Architecting & Engineering Complex Integrations with a Minimum Viable Product Approac

Having worked with Enterprise & Solution Architecture (E&SA) for years, as well as Systems Engineering and how it connects to E&SA, I’ve more recently gotten involved with the Scaled Agile Framework community. Several wicked problems present themselves as one tried to set up an organization-specific Architecture & Engineering (A&E) approach. Because it is so complex, one tends to postpone a highly collaborative effort within A&E, waiting for the perfect approach, complete baseline understanding, and a highly mature tool ecosystem.

I would like to propose a much more agile approach to moving towards and building off a Minimum Viable Product with an incremental delivery of value even regarding such intimidating transformations. For example, a lot of organizations I work with around the world lack what we in the TOGAF community call an Architecture Repository that underpins the architecture practice and by which one builds a collection of reusable information, templates, guides, standards, and patterns, as well as stores the majority of architectural work products such as architecture visuals describing the key elements and relationships in play in the enterprise/organization. 
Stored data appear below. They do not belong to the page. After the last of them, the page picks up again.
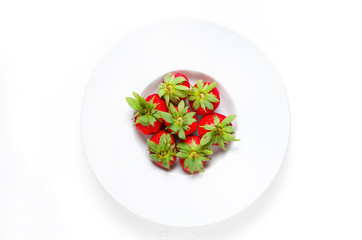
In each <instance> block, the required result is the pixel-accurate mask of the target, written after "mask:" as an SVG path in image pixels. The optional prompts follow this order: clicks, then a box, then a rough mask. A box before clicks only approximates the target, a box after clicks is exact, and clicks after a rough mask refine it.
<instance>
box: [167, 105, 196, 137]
mask: <svg viewBox="0 0 362 240" xmlns="http://www.w3.org/2000/svg"><path fill="white" fill-rule="evenodd" d="M188 108H189V107H185V102H184V101H183V100H182V101H181V102H180V103H179V104H178V106H177V107H174V106H173V104H172V103H171V104H170V107H169V110H170V112H169V113H166V112H160V115H161V117H162V118H163V119H164V120H165V124H166V129H168V131H169V132H171V133H172V134H177V135H178V136H179V137H180V138H181V139H185V138H186V136H187V135H190V134H192V133H193V132H195V131H196V128H197V120H196V117H195V112H191V111H190V110H189V109H188Z"/></svg>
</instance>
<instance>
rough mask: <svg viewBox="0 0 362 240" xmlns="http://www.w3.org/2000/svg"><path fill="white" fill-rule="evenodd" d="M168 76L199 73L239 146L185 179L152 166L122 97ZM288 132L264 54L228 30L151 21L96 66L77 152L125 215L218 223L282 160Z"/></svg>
mask: <svg viewBox="0 0 362 240" xmlns="http://www.w3.org/2000/svg"><path fill="white" fill-rule="evenodd" d="M175 70H185V73H186V74H188V75H189V76H190V78H191V81H195V80H197V78H199V77H200V76H198V72H200V73H204V74H207V75H208V76H210V77H211V78H213V79H215V80H216V81H217V82H218V84H219V85H218V86H219V88H220V92H221V104H220V107H219V108H218V109H217V112H219V113H224V114H226V115H228V114H232V113H234V114H237V115H238V117H237V118H236V120H235V126H236V131H237V132H236V136H237V137H238V138H241V141H240V142H234V143H232V144H231V146H230V147H229V150H228V151H227V152H220V151H218V153H217V154H216V156H215V157H214V158H213V159H212V160H211V161H210V164H208V166H207V167H206V169H205V172H204V173H200V174H195V175H188V174H186V173H185V172H184V171H183V170H182V168H181V166H180V165H179V162H177V163H176V166H175V167H174V168H173V169H172V170H171V171H164V170H161V169H160V168H157V167H156V166H155V165H154V164H153V163H152V162H151V160H150V159H149V157H148V152H147V151H146V143H145V138H144V137H143V136H141V134H139V133H138V132H137V131H136V130H135V128H134V127H133V122H132V121H131V115H132V110H131V109H130V107H129V106H128V105H127V103H126V100H125V98H126V97H127V96H131V94H132V92H133V91H136V92H138V93H140V92H143V93H151V92H152V90H154V89H155V88H156V86H157V83H158V82H157V81H159V80H160V77H162V76H163V75H164V74H166V73H168V72H172V71H175ZM192 71H196V72H192ZM203 77H204V78H207V76H203ZM157 79H158V80H157ZM155 80H157V81H156V82H155ZM146 86H148V87H147V89H146V90H145V88H146ZM289 126H290V116H289V107H288V100H287V96H286V93H285V90H284V87H283V84H282V81H281V79H280V78H279V76H278V73H277V71H276V70H275V68H274V67H273V65H272V64H271V63H270V61H269V60H268V59H267V57H266V56H265V55H264V54H263V52H262V51H261V50H260V49H259V48H258V47H256V46H255V45H254V44H253V43H252V42H251V41H250V40H248V39H247V38H245V37H244V36H242V35H240V34H238V33H236V32H234V31H232V30H230V29H228V28H225V27H223V26H220V25H217V24H213V23H209V22H203V21H196V20H177V21H168V22H163V23H159V24H155V25H152V26H148V27H145V28H143V29H140V30H138V31H136V32H134V33H133V34H131V35H129V36H127V37H126V38H124V39H122V40H121V41H119V42H118V43H117V44H116V45H115V46H114V47H113V48H112V49H111V50H110V51H109V52H108V53H107V54H106V56H105V57H104V58H103V59H102V60H101V62H100V63H99V64H98V65H97V67H96V69H95V71H94V74H93V76H92V78H91V80H90V82H89V85H88V88H87V90H86V93H85V97H84V102H83V109H82V134H83V141H84V146H85V150H86V153H87V156H88V158H89V161H90V163H91V166H92V168H93V170H94V173H95V174H96V176H97V178H98V179H99V181H100V182H101V184H102V185H103V186H104V188H105V189H106V190H107V191H108V192H109V194H110V195H112V196H113V197H114V198H115V199H116V200H117V201H118V202H119V203H120V204H121V205H122V206H124V207H125V208H127V209H128V210H130V211H131V212H133V213H135V214H137V215H139V216H141V217H144V218H146V219H149V220H152V221H154V222H157V223H161V224H166V225H173V226H199V225H205V224H210V223H214V222H217V221H221V220H223V219H226V218H228V217H230V216H232V215H234V214H236V213H238V212H240V211H241V210H243V209H245V208H246V207H247V206H248V205H249V204H251V203H252V202H253V201H255V200H256V199H257V198H258V197H259V196H260V195H261V194H262V193H263V192H264V191H265V189H266V188H267V187H268V185H269V184H270V183H271V182H272V180H273V178H274V177H275V175H276V173H277V171H278V169H279V167H280V165H281V163H282V160H283V157H284V154H285V151H286V148H287V143H288V137H289Z"/></svg>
One reason for this is another shortcoming tied to low A&E maturity: a lack of an agreed upon metamodel on how to describe the “architecture” of an organization at all, whether baseline or target; a lack of reference models for capability, maturity, performance, value, the various domain architectures (e.g., business, data, application, and technology, as well as security). Similarly, there is a dearth in terms of collections of reference architectures capturing champion approaches to tackle various types of transformation initiatives — besides E&SA — (e.g., ERPs, CRMs, Cloud Migrations, Mergers & Acquisitions, Design Thinking, 3D Printing, Digital Twins, Drones, Artificial Intelligence, and Blockchain technology).
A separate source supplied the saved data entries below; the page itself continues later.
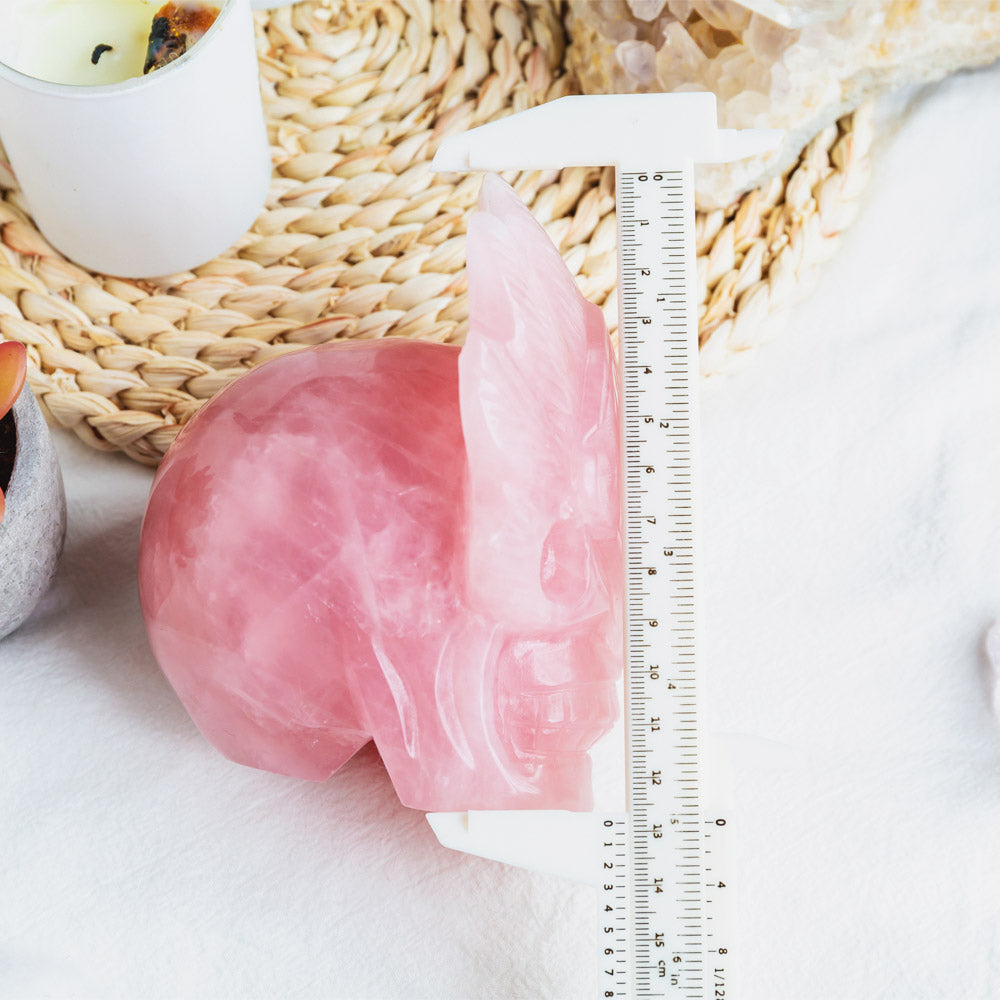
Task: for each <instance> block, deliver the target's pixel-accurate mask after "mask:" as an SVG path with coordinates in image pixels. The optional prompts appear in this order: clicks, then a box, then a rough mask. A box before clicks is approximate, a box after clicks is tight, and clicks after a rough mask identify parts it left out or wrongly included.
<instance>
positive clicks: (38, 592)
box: [0, 387, 66, 637]
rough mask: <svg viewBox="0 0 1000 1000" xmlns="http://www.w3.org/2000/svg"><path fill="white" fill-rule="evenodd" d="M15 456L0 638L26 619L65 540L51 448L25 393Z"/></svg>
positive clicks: (63, 492) (38, 413) (40, 591)
mask: <svg viewBox="0 0 1000 1000" xmlns="http://www.w3.org/2000/svg"><path fill="white" fill-rule="evenodd" d="M13 413H14V423H15V425H16V427H17V455H16V457H15V460H14V473H13V475H12V476H11V480H10V485H9V487H8V488H7V490H6V492H5V497H6V500H7V512H6V514H5V515H4V519H3V521H0V637H3V636H5V635H7V634H8V633H9V632H13V631H14V629H16V628H17V627H18V625H20V624H21V622H23V621H24V619H25V618H27V617H28V615H29V614H31V612H32V610H33V609H34V607H35V605H36V604H37V603H38V601H39V599H40V598H41V596H42V594H44V593H45V591H46V589H47V588H48V586H49V583H50V582H51V580H52V575H53V574H54V573H55V569H56V562H57V561H58V559H59V554H60V552H62V546H63V539H64V538H65V535H66V496H65V494H64V492H63V484H62V474H61V473H60V471H59V463H58V461H57V460H56V453H55V448H54V447H53V445H52V439H51V438H50V436H49V429H48V427H47V426H46V424H45V420H44V418H43V417H42V414H41V411H40V410H39V409H38V403H36V402H35V397H34V396H32V394H31V392H30V390H29V389H28V388H27V387H25V388H24V390H23V391H22V393H21V395H20V396H19V397H18V399H17V402H16V403H15V404H14V410H13Z"/></svg>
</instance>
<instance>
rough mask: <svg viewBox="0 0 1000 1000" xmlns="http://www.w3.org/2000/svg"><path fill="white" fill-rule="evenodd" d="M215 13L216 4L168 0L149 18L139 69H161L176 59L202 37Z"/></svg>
mask: <svg viewBox="0 0 1000 1000" xmlns="http://www.w3.org/2000/svg"><path fill="white" fill-rule="evenodd" d="M218 16H219V8H218V7H212V6H209V5H208V4H204V3H199V2H198V0H177V2H174V0H171V2H170V3H167V4H164V5H163V6H162V7H161V8H160V9H159V10H158V11H157V12H156V15H155V17H154V18H153V26H152V27H151V28H150V31H149V45H148V47H147V49H146V61H145V63H144V65H143V68H142V71H143V73H149V72H150V71H151V70H154V69H161V68H162V67H164V66H166V65H167V64H168V63H172V62H173V61H174V60H175V59H179V58H180V57H181V56H182V55H184V53H185V52H187V50H188V49H189V48H191V46H192V45H194V43H195V42H197V41H199V40H200V39H201V38H203V37H204V35H205V33H206V32H207V31H208V29H209V28H211V27H212V25H213V24H214V23H215V19H216V18H217V17H218Z"/></svg>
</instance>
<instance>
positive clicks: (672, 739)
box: [427, 93, 781, 998]
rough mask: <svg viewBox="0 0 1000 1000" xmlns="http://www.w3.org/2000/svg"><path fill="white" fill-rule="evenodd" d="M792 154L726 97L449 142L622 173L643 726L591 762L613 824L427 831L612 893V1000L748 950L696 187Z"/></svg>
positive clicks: (635, 599)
For this reason, I strongly urge organizations to embrace and sponsor collaborative Architecture & Engineering approaches in an incremental way, building a vision and roadmap that can and must evolve, but can be started even though notably nascent at the start. To document anything related to what would essentially be a Center of Excellence, an Architecture Repository is a critical first step, but not one that requires a large investment to get started. For example, my experience with the tool Smartfacts (https;//smartfacts.com) shows that it could be an excellent repository even before it has even barely begun to develop its full functionality of integrating visual artifacts of different kinds from a variety of Architecture & Engineering tools. 

This is just one example, but a decision like this should link to the idea of bringing resources together to a common platform that is an excellent value, allows for many different ways to store and collaborate on the information, and assures version controls. I provide this example because this particular tool is a bleeding edge one for doing robust, innovative integrations of all kinds of visual models, but its basic functionality and low price point show it to be very promising for, essentially, the knowledge management of an A&E community.